Ilustrasi akta kematian. - Harian Jogja
19 Januari 2021 07:37 WIB Jumali Bantul Share :

Harianjogja.com, BANTUL - Di tengah pandemi Covid-19, tingkat kematian di Bantul mengalami penurunan.

Data di Dinas Kependudukan dan Pencatatan Sipil (Dukcapil) Bantul mencatat penurunan angka kematian mencapai 2.238 kasus.

Jumlah itu didapatkan dari adanya penurunan jumlah kematian dari 14.264 kasus pada 2019 menjadi 12.026 kasus pada 2020.

“Untuk penyebabnya sendiri ada berbagai macam. Bisa karena, usia, sakit dan kecelakaan,” kata Kepala Disdukcapil Bantul Bambang Purwadi Nugroho, Senin (18/1/2021).

Baca juga: Jumlah Bed Pasien Covid-19 di Kota Jogja Bakal Ditambah Jadi 239 Unit

Sementara jika dilihat dari perbandingan sebaran angka kematian per bulan, kata Bambang, pada 2020 justru rata-rata mengalami penurunan. Peningkatan hanya terlihat di bulan Juni dan November.

“Jika pada 2019 bulan Juni ada 827 maka pada bulan yang sama pada 2020 ada 877. Sedangkan November 2019 ada 834 pada bulan yang sama 2020 ada 843,” ungkap Bambang.

Sementara jika mengacu pada laman Corona.bantulkab.go.id, diungkapkan jika hingga 31 Desember 2020 ada 90 kematian karena Covid-19. Dengan jumlah tersebut, artinya tidak ada kontribusi signifikan antara kematian karena Covid-19 dengan total angka kematian di Bantul.

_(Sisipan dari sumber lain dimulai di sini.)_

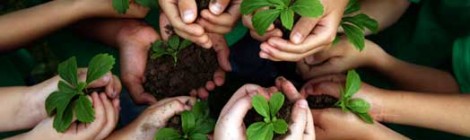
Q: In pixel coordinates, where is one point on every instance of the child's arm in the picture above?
(21, 27)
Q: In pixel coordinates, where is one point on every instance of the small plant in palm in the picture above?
(196, 124)
(172, 47)
(272, 123)
(71, 98)
(346, 102)
(285, 9)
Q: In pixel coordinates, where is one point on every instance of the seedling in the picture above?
(354, 24)
(272, 123)
(358, 106)
(196, 124)
(267, 11)
(71, 98)
(172, 47)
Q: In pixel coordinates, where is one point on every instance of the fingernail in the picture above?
(188, 16)
(303, 104)
(297, 38)
(216, 8)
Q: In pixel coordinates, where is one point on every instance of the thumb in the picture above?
(217, 7)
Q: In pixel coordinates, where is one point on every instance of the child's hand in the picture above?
(106, 117)
(154, 118)
(215, 20)
(181, 16)
(340, 58)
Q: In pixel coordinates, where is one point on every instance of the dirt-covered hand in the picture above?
(309, 35)
(221, 16)
(333, 123)
(181, 15)
(340, 58)
(106, 117)
(333, 84)
(153, 118)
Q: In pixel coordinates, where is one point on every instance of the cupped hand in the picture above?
(340, 58)
(106, 117)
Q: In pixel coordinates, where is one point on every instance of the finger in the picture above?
(222, 50)
(217, 7)
(224, 19)
(288, 89)
(302, 29)
(298, 120)
(188, 10)
(213, 28)
(171, 13)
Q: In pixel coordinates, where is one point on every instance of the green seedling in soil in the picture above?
(272, 123)
(196, 125)
(171, 47)
(285, 9)
(71, 98)
(355, 24)
(346, 102)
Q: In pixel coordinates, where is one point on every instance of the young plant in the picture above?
(354, 24)
(358, 106)
(272, 124)
(71, 98)
(196, 125)
(172, 47)
(285, 9)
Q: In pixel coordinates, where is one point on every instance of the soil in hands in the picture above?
(284, 113)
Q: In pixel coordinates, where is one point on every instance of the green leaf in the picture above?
(366, 117)
(260, 131)
(99, 66)
(353, 6)
(185, 43)
(261, 106)
(308, 8)
(280, 126)
(63, 119)
(355, 35)
(64, 87)
(353, 83)
(249, 6)
(363, 21)
(68, 71)
(261, 20)
(275, 103)
(358, 105)
(121, 6)
(84, 110)
(188, 121)
(174, 42)
(198, 136)
(167, 134)
(287, 18)
(56, 99)
(147, 3)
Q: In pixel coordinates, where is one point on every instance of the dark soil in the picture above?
(284, 113)
(195, 66)
(321, 101)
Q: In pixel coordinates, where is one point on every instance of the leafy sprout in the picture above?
(355, 24)
(358, 106)
(171, 47)
(272, 124)
(196, 124)
(284, 9)
(71, 98)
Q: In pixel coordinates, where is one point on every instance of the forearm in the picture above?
(441, 112)
(21, 27)
(413, 77)
(386, 12)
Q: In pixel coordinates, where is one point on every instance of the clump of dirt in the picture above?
(321, 101)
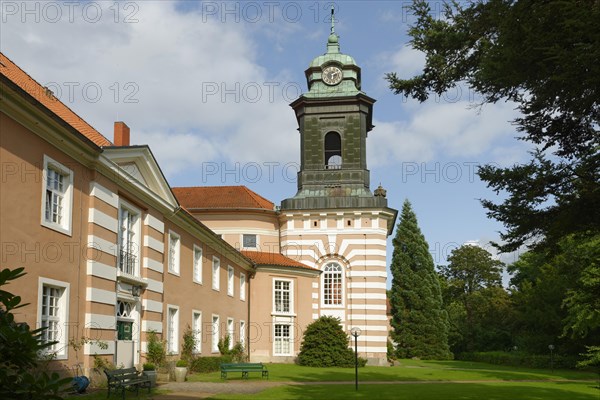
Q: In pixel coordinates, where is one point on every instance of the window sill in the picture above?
(56, 227)
(281, 314)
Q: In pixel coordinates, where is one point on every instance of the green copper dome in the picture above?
(333, 54)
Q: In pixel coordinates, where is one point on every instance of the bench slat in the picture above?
(244, 368)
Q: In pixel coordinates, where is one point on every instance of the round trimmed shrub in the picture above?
(325, 344)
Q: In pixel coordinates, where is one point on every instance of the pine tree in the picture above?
(419, 322)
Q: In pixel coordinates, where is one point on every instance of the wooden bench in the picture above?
(125, 378)
(244, 368)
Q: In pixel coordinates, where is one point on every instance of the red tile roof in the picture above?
(267, 258)
(220, 197)
(20, 78)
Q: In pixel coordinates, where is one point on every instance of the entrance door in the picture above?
(126, 334)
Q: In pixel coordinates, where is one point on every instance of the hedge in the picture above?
(519, 359)
(208, 364)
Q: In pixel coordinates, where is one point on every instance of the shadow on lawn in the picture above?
(446, 391)
(501, 372)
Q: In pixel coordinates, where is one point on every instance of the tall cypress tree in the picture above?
(419, 321)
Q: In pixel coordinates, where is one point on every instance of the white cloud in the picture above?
(189, 86)
(438, 130)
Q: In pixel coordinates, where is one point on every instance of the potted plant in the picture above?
(149, 370)
(156, 354)
(180, 371)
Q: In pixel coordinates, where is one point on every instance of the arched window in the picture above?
(332, 285)
(333, 150)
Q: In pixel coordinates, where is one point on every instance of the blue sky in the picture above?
(207, 86)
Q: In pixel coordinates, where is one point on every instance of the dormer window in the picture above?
(333, 151)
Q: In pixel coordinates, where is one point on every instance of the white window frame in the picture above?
(66, 220)
(242, 286)
(216, 273)
(60, 349)
(174, 253)
(134, 244)
(231, 332)
(198, 260)
(290, 293)
(255, 247)
(197, 330)
(281, 338)
(172, 329)
(215, 321)
(324, 287)
(230, 280)
(243, 333)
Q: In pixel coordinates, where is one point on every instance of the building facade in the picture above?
(109, 253)
(112, 252)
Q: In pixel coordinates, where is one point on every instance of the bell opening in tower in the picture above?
(333, 151)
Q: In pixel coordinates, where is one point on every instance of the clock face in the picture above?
(332, 75)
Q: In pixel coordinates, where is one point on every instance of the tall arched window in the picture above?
(332, 285)
(333, 150)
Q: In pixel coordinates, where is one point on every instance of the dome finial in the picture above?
(333, 44)
(332, 20)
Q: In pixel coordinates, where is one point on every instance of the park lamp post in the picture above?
(356, 333)
(551, 348)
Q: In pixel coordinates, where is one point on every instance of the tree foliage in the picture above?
(325, 344)
(543, 56)
(555, 295)
(21, 376)
(480, 309)
(419, 322)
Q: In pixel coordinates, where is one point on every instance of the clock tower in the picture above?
(334, 222)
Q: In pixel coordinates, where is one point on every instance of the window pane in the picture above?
(249, 241)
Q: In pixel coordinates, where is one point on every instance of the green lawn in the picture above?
(412, 380)
(409, 370)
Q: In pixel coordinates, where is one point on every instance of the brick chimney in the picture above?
(121, 134)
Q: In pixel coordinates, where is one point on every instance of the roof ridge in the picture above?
(32, 92)
(253, 194)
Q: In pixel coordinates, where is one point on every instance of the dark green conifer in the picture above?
(419, 321)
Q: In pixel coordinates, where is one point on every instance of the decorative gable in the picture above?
(137, 165)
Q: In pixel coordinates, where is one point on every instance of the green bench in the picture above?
(244, 368)
(125, 378)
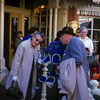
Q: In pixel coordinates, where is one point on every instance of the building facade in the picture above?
(49, 15)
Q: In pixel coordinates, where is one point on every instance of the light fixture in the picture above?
(42, 6)
(96, 1)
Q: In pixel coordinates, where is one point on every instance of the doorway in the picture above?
(15, 26)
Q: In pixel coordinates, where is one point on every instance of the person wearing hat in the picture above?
(24, 65)
(78, 32)
(74, 49)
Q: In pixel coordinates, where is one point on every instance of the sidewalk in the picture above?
(51, 92)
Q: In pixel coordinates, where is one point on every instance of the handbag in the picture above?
(93, 62)
(14, 91)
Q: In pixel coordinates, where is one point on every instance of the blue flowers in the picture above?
(55, 50)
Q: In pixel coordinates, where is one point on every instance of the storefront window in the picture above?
(42, 20)
(14, 3)
(93, 25)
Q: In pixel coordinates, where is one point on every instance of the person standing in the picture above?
(19, 39)
(30, 32)
(86, 41)
(74, 49)
(78, 33)
(23, 67)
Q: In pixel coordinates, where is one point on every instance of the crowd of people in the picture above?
(73, 67)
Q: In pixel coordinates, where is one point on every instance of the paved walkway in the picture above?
(51, 92)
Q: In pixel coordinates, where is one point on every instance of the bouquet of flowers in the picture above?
(94, 90)
(55, 50)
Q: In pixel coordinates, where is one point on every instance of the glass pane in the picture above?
(89, 34)
(43, 21)
(96, 24)
(96, 35)
(14, 30)
(14, 3)
(26, 24)
(96, 38)
(85, 22)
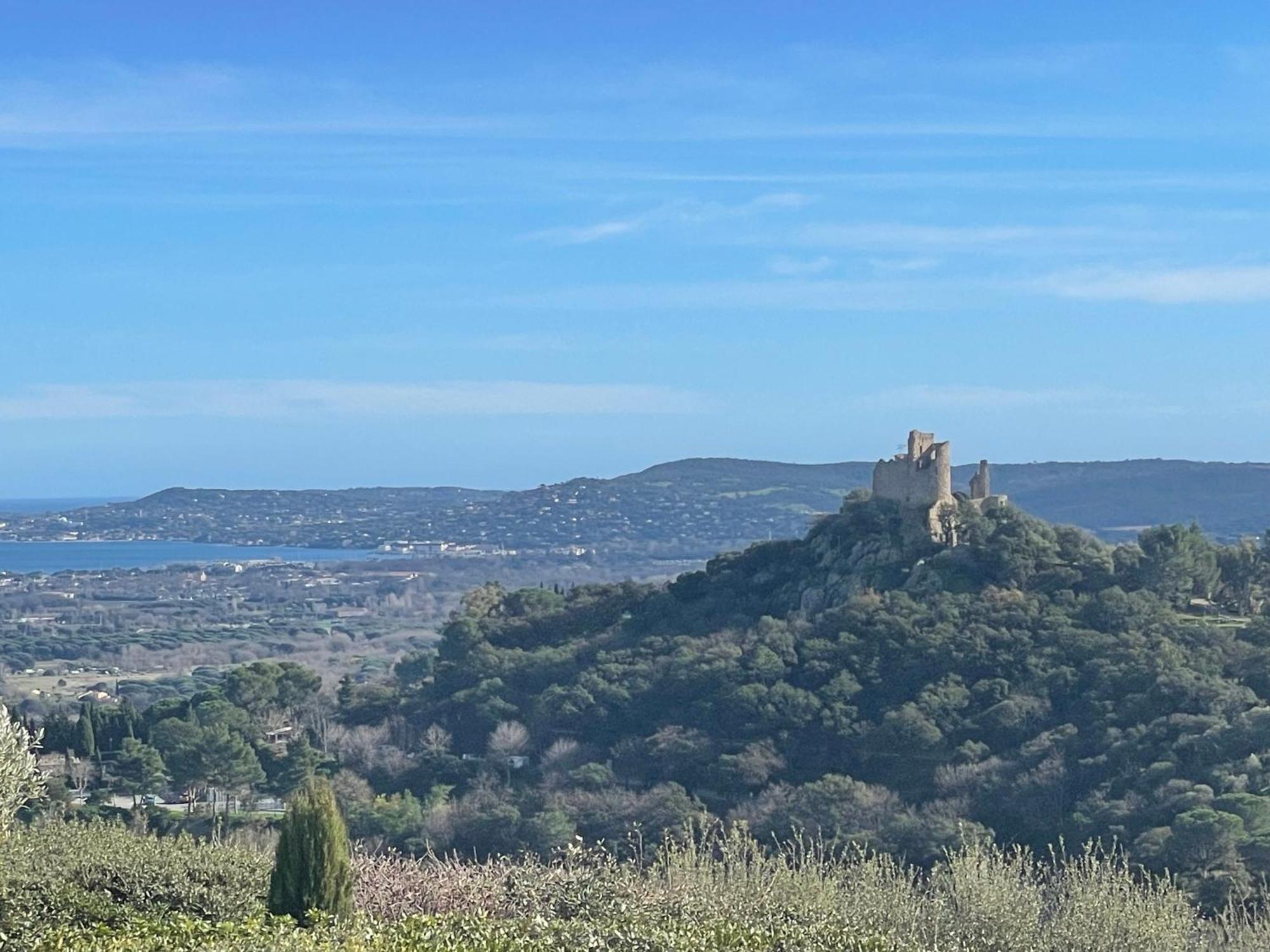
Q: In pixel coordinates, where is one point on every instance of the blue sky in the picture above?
(313, 244)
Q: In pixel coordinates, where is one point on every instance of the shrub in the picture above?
(21, 780)
(98, 873)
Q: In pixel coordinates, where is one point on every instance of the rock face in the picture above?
(923, 478)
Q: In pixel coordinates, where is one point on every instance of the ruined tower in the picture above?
(981, 486)
(923, 479)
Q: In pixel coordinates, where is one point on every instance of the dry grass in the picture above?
(982, 899)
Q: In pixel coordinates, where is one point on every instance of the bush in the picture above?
(98, 873)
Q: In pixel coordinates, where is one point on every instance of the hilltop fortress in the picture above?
(923, 479)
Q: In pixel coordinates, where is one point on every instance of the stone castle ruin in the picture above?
(923, 479)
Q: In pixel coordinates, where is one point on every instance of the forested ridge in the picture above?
(1032, 684)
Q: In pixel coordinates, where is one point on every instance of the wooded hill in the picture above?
(1031, 685)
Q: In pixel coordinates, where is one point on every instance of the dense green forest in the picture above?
(1032, 685)
(780, 717)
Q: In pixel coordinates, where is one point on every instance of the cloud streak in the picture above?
(1178, 286)
(307, 399)
(967, 397)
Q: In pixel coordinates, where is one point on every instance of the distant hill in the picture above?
(684, 510)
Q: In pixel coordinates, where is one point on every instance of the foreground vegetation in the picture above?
(104, 888)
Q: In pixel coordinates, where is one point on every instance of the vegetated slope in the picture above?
(686, 510)
(1032, 682)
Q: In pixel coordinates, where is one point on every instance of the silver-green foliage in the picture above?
(81, 874)
(21, 780)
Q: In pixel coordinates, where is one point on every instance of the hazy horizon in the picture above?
(36, 503)
(495, 246)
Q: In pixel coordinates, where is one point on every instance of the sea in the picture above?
(87, 557)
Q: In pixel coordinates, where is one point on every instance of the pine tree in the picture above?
(313, 871)
(299, 766)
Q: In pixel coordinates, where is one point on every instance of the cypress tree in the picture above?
(86, 738)
(312, 870)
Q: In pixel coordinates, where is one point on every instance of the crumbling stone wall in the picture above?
(923, 477)
(981, 486)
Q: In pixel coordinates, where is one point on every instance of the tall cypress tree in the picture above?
(86, 738)
(313, 870)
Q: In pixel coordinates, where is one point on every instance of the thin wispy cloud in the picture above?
(789, 267)
(962, 238)
(585, 234)
(305, 399)
(112, 101)
(979, 398)
(796, 295)
(679, 213)
(1178, 286)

Baca juga: Kunjungan Wisata ke Gunungkidul Anjlok setelah Kebijakan Pembatasan

Menanggapi hal itu, Kepala Dinas Kesehatan Bantul Agus Budiraharjo mengakui jika tidak ada korelasi antara pandemi Covid-19 dengan peningkatan angka kematian di Bantul. Selain itu, data tersebut menunjukkan jika penanganan Covid-19 juga masih berjalan cukup baik.

“Sejauh ini kan, angka kematian Covid-19 di Bantul, juga di bawah angka kematian nasional,” ucap Agus.